La couverture de la guerre de Gaza par CNN, quelle que soit son origine, a été soumise au processus de révision interne de l’organisme de presse pour les reportages sur Israël et la Palestine. Selon un courriel examiné par The Intercept, CNN a élargi son équipe de révision au cours de l’été – alors que la révision très controversée du système judiciaire israélien passait par le Parlement israélien – pour inclure une poignée de rédacteurs en dehors d’Israël, dans le but de rationaliser le processus.

Dans un courriel adressé en juillet au personnel de CNN, le chef du bureau de Jérusalem, Richard Greene, a écrit que cette politique existe « parce que tout ce que nous écrivons ou diffusons sur Israël ou les Palestiniens est scruté par les partisans de tous bords ». Le bureau de Jérusalem se veut un filet de sécurité pour éviter d’utiliser un langage imprécis ou des mots qui peuvent sembler impartiaux mais qui peuvent avoir des significations codées ici ».

Mais comme le protocole pourrait ralentir le processus de publication, Greene a écrit : « nous avons créé (attendez…..)

L’alias Jerusalem SecondEyes ! »

Le porte-parole de CNN a déclaré à The Intercept que Jerusalem SecondEyes « a été créé pour rendre ce processus aussi rapide que possible ainsi que pour apporter plus d’yeux experts à l’équipe tout au long de la journée, en particulier lorsque Jérusalem est sombre ». Le porte-parole n’a pas répondu à la question de savoir si CNN avait mis en place un processus d’examen similaire pour d’autres zones de couverture.

Les bombardements israéliens à Gaza seront rapportés comme des « explosions » attribuées à personne, jusqu’à ce que l’armée israélienne intervienne pour en accepter ou en nier la responsabilité.

Le membre du personnel de CNN a décrit le fonctionnement pratique de cette politique.
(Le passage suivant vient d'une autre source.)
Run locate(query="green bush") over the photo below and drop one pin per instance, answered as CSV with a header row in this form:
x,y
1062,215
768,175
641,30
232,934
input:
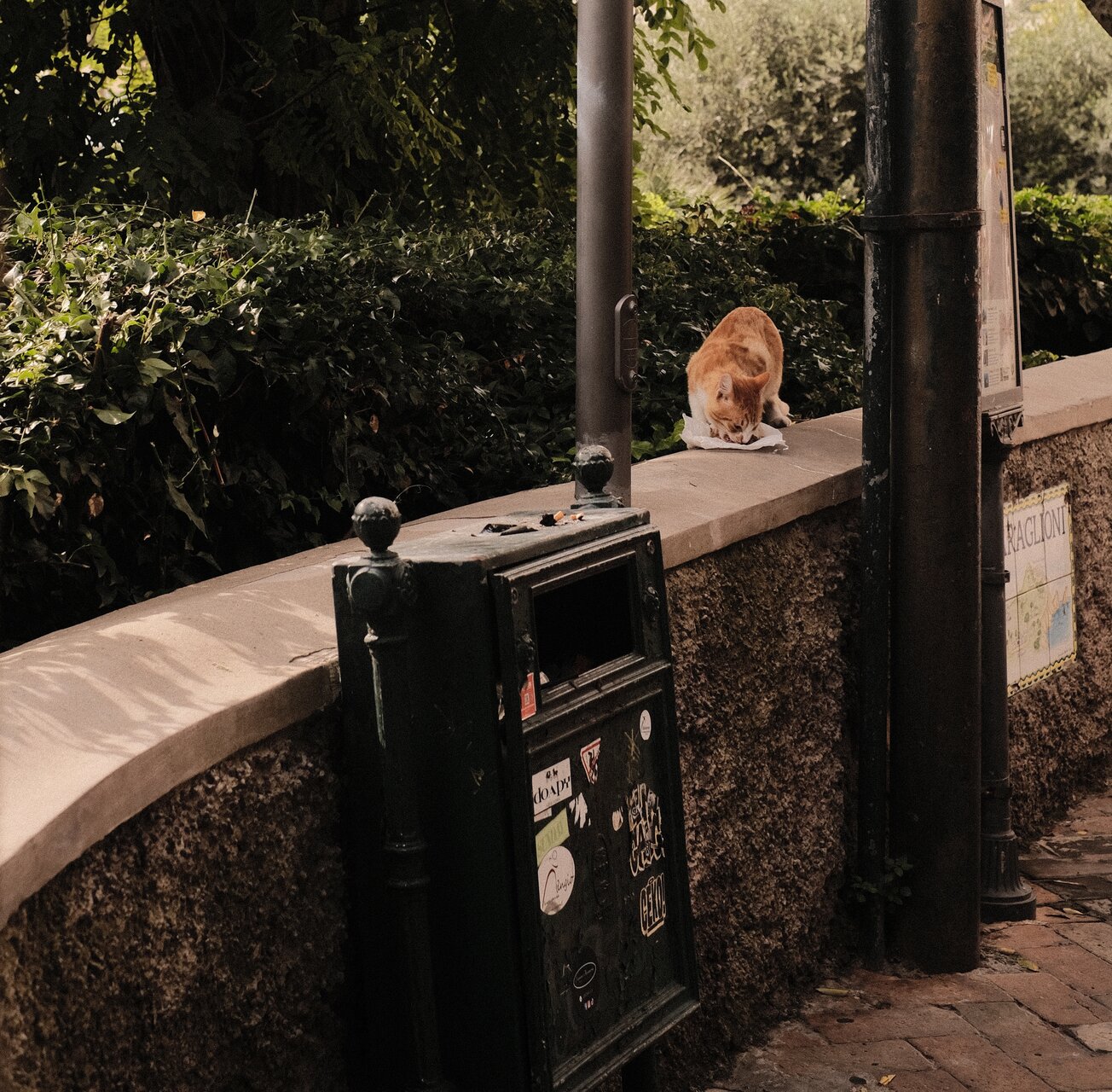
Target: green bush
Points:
x,y
776,109
185,398
1064,247
182,399
1060,90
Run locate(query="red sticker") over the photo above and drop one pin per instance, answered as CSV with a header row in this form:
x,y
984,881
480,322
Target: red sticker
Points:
x,y
529,697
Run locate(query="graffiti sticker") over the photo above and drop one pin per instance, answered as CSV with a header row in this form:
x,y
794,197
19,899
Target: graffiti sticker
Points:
x,y
653,906
556,880
646,828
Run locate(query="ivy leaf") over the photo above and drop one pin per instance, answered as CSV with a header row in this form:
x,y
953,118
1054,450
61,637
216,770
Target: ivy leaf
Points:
x,y
113,415
153,369
179,502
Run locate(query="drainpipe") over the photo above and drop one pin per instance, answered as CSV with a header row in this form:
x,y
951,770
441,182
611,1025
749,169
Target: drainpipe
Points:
x,y
935,688
877,488
605,310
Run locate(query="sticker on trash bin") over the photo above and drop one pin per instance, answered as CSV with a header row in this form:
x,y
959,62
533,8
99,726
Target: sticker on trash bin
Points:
x,y
555,833
585,978
555,880
589,758
653,906
551,787
529,697
646,828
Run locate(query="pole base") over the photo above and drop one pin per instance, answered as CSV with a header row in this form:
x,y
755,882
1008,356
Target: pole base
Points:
x,y
1005,897
1016,908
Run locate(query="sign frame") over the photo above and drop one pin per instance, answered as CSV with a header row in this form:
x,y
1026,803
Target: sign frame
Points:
x,y
1002,400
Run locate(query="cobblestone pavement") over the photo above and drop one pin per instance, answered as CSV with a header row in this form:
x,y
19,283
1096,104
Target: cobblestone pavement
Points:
x,y
1035,1017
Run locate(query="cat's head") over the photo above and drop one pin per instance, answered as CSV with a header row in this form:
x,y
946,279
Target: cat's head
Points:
x,y
734,410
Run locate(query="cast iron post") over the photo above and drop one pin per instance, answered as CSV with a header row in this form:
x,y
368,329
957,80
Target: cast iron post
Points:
x,y
877,487
1005,897
935,692
605,311
381,593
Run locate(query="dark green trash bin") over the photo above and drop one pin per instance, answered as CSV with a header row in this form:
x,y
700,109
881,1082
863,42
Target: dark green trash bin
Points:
x,y
544,719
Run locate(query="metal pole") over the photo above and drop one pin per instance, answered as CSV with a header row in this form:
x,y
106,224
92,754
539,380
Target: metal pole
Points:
x,y
1005,897
604,234
381,594
877,487
935,718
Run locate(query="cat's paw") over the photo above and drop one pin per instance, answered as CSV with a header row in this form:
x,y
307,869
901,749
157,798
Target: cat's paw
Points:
x,y
778,413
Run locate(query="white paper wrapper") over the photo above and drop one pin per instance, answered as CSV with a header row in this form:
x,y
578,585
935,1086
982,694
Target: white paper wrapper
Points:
x,y
698,434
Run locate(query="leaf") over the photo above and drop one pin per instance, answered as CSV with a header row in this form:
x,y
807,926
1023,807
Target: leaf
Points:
x,y
113,415
153,369
183,506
Les mots « crime de guerre » et « génocide » sont des mots tabous », a déclaré cette personne. Les bombardements israéliens à Gaza seront rapportés comme des « explosions » attribuées à personne, jusqu’à ce que l’armée israélienne intervienne pour en accepter ou en nier la responsabilité. Les citations et les informations fournies par l’armée israélienne et les représentants du gouvernement ont tendance à être approuvées rapidement, tandis que celles provenant des Palestiniens ont tendance à être lourdement examinées et traitées lentement ».